Tuesday, April 14, 2009

It's a Heartache

Mom said she hoped my blogging was something I could do quickly and get out of the way. The whole idea is very sad. To me, blogging is the most accessible and likely thing that I can savor and enjoy if I ever get around to doing it right. With Mom, it's too often a matter of figuring out how much I can forego. Is there something that makes me happy? Then how little of it can I get by with?

And persuant to my previous post, it turned out the way I had feared it would -- I didn't get a pass on all the time I spent being frustrated and faked out. Mom said I hadn't been productive enough to justify all the time. I just knew that would happen. But all the while, I couldn't find a way to prevent it. I tried. When I thought I had a few minutes to fill before I could enjoy the computer (without the television dominating the room or Mom hovering and wanting to interrupt,) I fed the dogs, cleared away things in the kitchen and mopped some floors. After that, I didn't know how to fill the blocks of time because I could not anticipate how big they would be.
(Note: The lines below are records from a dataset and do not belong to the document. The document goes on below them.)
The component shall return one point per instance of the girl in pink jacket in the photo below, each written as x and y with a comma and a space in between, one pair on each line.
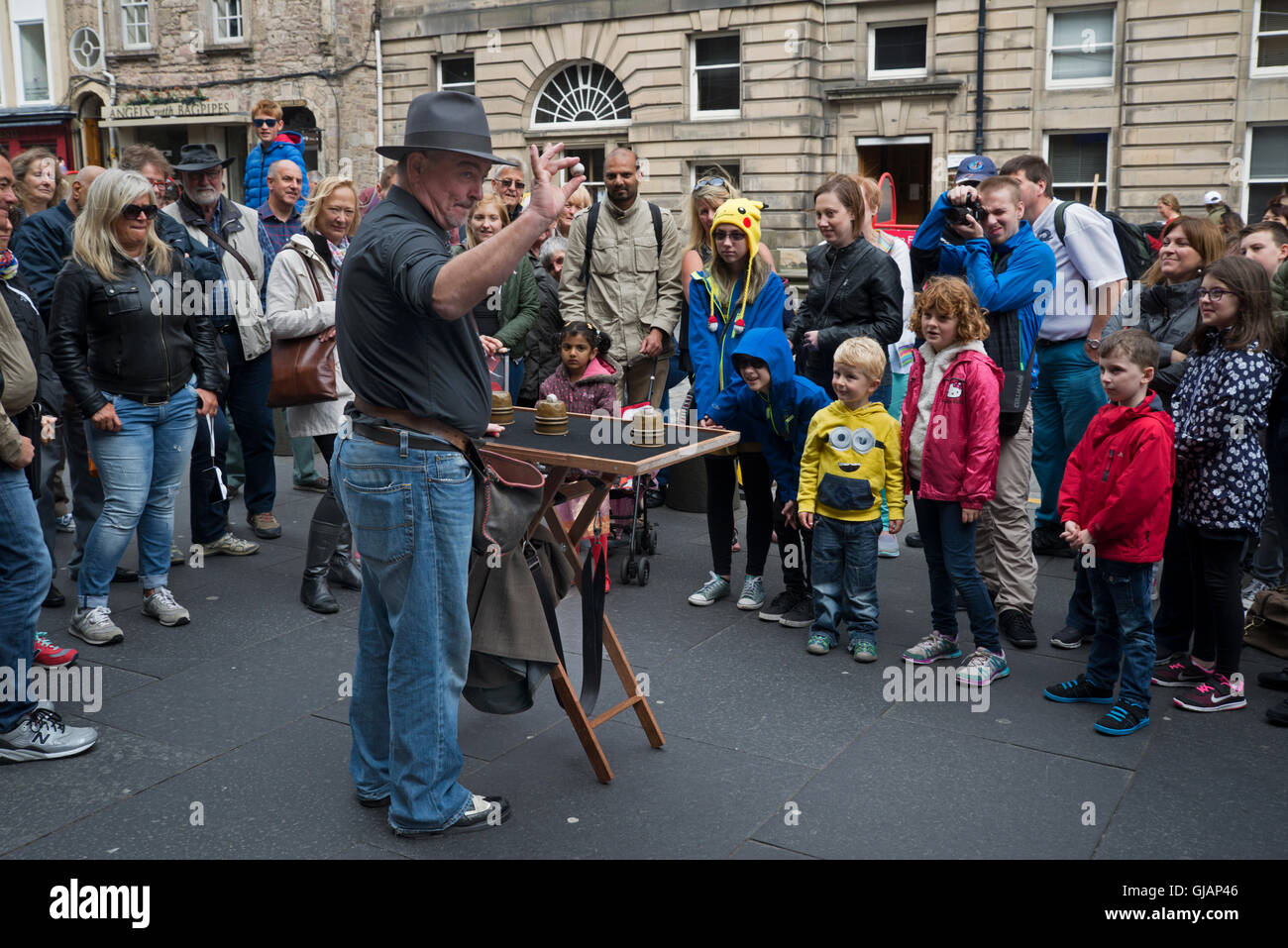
949, 456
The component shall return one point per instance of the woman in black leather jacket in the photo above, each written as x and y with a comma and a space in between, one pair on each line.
136, 350
854, 288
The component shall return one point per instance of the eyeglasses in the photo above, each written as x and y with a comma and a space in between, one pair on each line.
132, 211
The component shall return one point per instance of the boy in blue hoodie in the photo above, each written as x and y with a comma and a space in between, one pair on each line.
774, 406
271, 147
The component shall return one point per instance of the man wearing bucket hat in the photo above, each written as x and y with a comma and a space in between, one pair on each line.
237, 237
410, 351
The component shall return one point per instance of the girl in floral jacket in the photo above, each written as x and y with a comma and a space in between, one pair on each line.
1222, 473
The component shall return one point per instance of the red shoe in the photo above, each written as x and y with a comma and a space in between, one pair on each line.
51, 655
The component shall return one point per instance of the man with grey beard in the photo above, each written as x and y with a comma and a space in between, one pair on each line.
237, 236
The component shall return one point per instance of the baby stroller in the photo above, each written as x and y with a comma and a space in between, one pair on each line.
627, 513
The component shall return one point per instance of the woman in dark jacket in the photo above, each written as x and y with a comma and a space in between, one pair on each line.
141, 369
854, 288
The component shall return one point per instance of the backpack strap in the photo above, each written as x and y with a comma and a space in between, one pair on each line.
591, 219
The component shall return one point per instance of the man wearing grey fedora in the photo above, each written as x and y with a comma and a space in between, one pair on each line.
416, 364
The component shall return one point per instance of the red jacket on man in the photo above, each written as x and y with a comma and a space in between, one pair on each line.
1119, 481
958, 462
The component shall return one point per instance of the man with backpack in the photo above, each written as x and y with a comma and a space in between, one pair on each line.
622, 275
1090, 278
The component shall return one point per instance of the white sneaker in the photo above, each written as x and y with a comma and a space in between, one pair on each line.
43, 736
1250, 590
95, 626
161, 607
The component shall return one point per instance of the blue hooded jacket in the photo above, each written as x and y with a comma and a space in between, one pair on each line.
711, 352
287, 145
778, 420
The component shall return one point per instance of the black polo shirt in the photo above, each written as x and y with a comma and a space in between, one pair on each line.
394, 351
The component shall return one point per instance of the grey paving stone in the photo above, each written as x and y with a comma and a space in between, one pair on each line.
905, 791
43, 796
284, 796
1203, 800
241, 693
687, 800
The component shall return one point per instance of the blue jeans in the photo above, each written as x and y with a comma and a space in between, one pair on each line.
1067, 398
844, 571
141, 468
412, 515
1125, 634
949, 548
25, 574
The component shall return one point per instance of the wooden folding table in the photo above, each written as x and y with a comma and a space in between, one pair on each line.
597, 445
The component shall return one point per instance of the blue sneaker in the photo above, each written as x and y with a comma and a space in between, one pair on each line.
1124, 717
1080, 691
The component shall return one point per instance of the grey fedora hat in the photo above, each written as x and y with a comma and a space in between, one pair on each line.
200, 158
450, 121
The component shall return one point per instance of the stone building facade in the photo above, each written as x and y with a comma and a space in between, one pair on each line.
178, 71
1132, 98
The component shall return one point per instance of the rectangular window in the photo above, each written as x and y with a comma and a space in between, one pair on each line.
1081, 48
1080, 162
136, 25
34, 64
897, 52
230, 24
1267, 167
456, 73
1270, 38
716, 76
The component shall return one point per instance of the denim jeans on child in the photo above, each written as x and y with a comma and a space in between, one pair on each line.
949, 548
412, 515
25, 572
141, 468
844, 571
1125, 634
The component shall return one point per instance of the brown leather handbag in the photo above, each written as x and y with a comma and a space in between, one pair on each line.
304, 368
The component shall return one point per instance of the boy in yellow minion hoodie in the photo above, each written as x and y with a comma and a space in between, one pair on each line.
851, 454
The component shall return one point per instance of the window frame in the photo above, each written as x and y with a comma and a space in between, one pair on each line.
713, 114
1093, 82
146, 5
1248, 180
243, 17
16, 39
1253, 69
874, 72
455, 86
1106, 181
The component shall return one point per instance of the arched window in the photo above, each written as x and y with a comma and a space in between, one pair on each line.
584, 94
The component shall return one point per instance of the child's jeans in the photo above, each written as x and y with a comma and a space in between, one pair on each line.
949, 548
844, 570
1125, 634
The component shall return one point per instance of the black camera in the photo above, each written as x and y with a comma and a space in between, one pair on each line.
957, 214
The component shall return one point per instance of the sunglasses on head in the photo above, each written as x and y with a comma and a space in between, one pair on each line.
132, 211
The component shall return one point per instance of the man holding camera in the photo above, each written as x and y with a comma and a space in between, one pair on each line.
1009, 269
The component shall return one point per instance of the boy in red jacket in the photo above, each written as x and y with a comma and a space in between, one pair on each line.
1115, 502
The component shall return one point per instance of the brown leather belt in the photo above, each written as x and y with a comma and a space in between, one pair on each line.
399, 416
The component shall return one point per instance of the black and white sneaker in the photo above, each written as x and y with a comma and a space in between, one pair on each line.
43, 736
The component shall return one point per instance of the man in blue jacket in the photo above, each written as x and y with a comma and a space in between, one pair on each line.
274, 145
776, 410
1012, 273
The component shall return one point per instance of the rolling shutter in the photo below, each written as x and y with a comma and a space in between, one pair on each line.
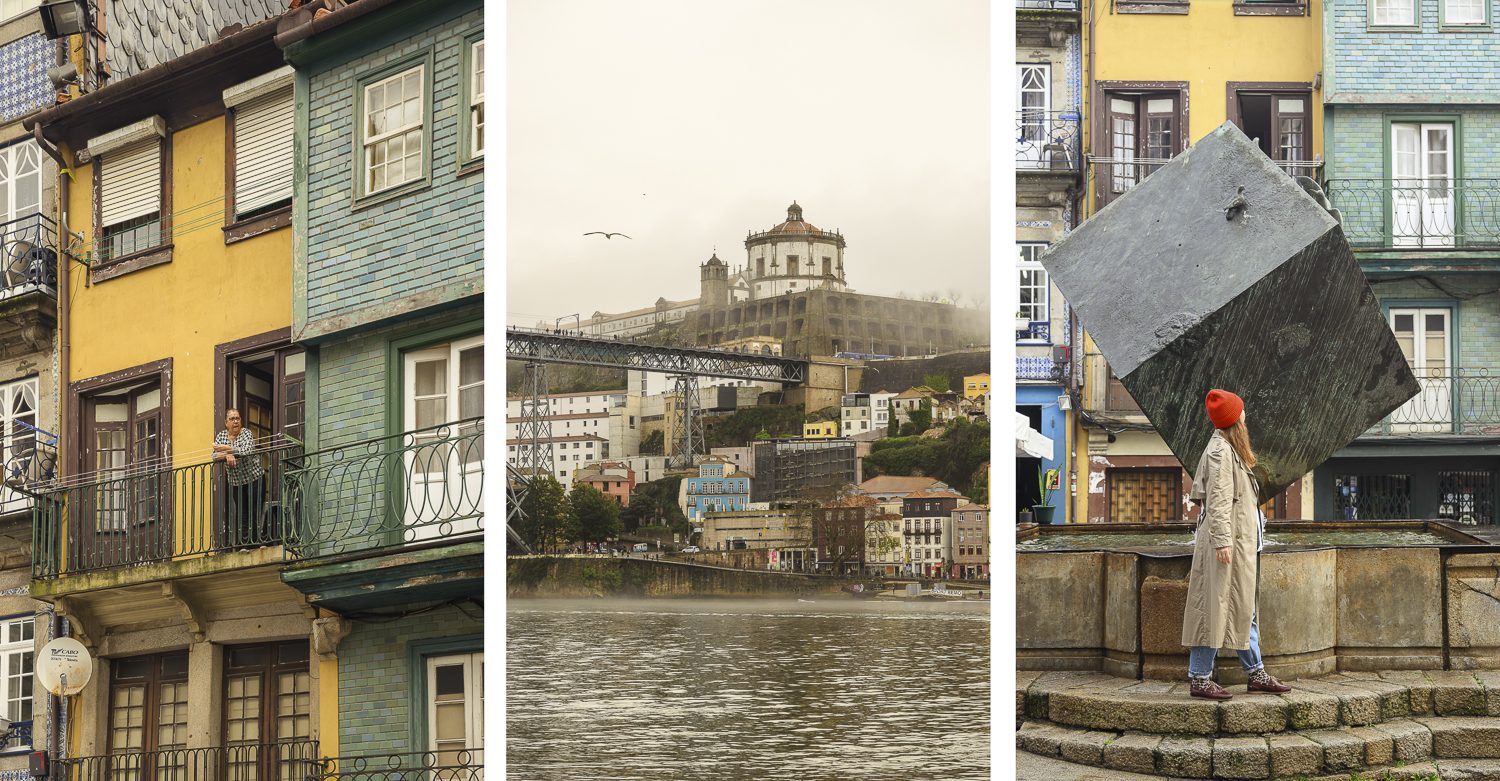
131, 182
263, 150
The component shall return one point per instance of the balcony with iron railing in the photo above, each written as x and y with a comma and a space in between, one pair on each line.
1418, 215
1047, 141
290, 760
443, 765
149, 511
389, 520
387, 492
29, 257
1454, 400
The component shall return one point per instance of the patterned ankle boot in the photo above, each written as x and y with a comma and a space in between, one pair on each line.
1263, 681
1208, 690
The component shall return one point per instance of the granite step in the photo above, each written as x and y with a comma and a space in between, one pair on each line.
1353, 699
1394, 724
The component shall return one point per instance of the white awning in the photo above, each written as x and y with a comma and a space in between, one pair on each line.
1029, 442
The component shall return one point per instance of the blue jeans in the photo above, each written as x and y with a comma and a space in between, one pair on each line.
1200, 660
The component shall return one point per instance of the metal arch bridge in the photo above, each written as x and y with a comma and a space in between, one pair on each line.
563, 347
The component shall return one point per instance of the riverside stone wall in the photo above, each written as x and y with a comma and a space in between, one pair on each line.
572, 577
1320, 612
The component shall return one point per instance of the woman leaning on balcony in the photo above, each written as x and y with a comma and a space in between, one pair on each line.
243, 484
1226, 555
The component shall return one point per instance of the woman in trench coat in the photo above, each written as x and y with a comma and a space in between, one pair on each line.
1226, 555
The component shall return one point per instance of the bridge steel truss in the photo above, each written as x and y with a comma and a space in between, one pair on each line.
539, 345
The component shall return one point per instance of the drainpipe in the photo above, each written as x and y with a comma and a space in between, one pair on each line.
65, 176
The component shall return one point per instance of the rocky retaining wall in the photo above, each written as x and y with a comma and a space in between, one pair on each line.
551, 576
1320, 612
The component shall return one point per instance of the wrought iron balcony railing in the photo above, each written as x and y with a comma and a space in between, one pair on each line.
291, 760
1452, 400
27, 255
1382, 213
1047, 140
444, 765
387, 492
30, 465
147, 513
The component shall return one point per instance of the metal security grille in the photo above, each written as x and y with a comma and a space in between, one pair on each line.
1145, 496
1467, 496
1371, 496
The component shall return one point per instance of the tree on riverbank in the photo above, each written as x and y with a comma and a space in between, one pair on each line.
596, 517
545, 525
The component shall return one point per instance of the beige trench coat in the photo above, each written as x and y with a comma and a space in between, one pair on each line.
1221, 598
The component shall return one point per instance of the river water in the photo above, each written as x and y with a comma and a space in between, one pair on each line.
722, 690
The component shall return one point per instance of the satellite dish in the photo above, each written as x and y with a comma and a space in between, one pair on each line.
63, 666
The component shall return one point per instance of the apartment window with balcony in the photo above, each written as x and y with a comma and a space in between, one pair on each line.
149, 712
1278, 116
258, 162
17, 655
456, 708
20, 183
395, 117
1034, 302
1140, 128
1424, 336
134, 204
1422, 189
267, 699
I might have done laundry if I could have seen the future. But I really thought from moment to moment that my chance to do my own thing was just around the corner, and that I would miss it if I committed to anything that took two minutes or two brain cells. I got anxious because I could see (again, from moment to moment) that there was no way around the predicament. In the end I was going to get rushed and shushed through the little joy at the end of a challenging day, and then I would be told that I hadn't accomplished very much.